Robots are closing a step further into entering human lives.
Previously, machines have powered many parts of the manufacturing industry. That went further, as robots helped humans in research and more, including the military that many AI specialists fear.
Robots have also resemble humans in many forms.
For example, Harmony, was considered the first anatomically correct AI-powered sex robot, and Sophia, considered as the first robot with citizenship.
This time, robots have again advanced to reach deeper into the community, when a French nighclub "hires" robots as pole dancers to amuse and entertain patrons.
The SC-Club in Nantes, known for its lounge bar, gentlemen's club and cabaret, has installed two robot dancers to celebrate its fifth anniversary.
Going live on September 3, the robots that were created by British Artist Giles Walker, wear high heels and are loaded with CCTV cameras instead of their head, to capture the expression of the spectators when they're getting 'mesmerized' by the moves.
He did this to "play with the notion of voyeurism", posing the question of "who has the power between the voyeur and the observed person".

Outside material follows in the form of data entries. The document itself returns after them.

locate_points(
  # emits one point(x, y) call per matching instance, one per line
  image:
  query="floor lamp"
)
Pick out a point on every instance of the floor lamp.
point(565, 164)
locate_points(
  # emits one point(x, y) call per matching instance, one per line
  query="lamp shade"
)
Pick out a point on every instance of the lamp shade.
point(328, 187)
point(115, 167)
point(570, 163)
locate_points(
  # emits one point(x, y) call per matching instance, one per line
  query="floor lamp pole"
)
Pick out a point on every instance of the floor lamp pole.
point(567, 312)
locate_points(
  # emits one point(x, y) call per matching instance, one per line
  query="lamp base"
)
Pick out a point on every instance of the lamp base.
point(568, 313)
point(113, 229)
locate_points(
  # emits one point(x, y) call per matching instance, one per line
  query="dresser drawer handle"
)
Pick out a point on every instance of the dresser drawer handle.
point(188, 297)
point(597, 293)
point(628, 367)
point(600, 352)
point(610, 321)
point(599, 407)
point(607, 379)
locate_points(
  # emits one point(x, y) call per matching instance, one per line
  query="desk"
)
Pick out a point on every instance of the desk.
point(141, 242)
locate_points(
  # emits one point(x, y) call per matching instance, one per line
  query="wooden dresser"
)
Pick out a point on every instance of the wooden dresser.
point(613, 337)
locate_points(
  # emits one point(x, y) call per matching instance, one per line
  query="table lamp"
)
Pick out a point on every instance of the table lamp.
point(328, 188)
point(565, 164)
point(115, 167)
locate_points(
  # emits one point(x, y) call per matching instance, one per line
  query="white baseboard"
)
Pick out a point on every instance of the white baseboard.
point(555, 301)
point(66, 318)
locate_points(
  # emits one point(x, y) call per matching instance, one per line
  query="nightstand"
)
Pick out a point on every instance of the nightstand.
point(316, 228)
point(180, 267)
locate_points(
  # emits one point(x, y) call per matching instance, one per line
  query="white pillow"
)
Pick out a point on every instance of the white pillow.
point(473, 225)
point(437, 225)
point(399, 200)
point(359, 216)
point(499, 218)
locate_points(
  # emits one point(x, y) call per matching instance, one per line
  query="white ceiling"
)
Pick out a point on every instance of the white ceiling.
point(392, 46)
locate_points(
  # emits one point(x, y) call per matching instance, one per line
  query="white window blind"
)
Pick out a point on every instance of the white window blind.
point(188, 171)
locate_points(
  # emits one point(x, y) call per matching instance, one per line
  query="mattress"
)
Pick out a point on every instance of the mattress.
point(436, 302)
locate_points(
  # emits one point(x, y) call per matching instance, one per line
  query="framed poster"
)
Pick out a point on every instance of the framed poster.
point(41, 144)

And to make the machines less intimidating, he covered their metal bodies with softer and plastic parts from mannequins, making them appear more human-like.
Walker who began working on these stripper robots in 2008, was inspired by the aftermath of the ‘sexed-up’ Iraq war dossier.
"So I was just playing with the idea that if a document could be sexed up, maybe CCTV cameras could be as well," he said back in 2017. Since then, Walker has traveled across cities, loaning the robots for a few years for several occasions.
While the intent of these Robot Pole Dancers isn’t to arouse, the club owner Laurent Roue, said that the robot pole dancers cannot replace the 10 human dancers the club has.
He accepted the two machines only as a way of honoring the technology.
"For us, it's a wink, a homage in a way to robotics. We need something human, warmth, physical contact, and this is really putting together opposites. To each his own," he said, assuring that human dancers on staff do not have anything to be threatened of their temporary metallic interns.
The same notion was agreed by a pole dancer of the club who goes by the name of Lexi.
She said that, "They won't really change our sector. They won't replace us. We're not in a vulgar job. It's an artistic job. It's something that's beautiful, and robots won't change that."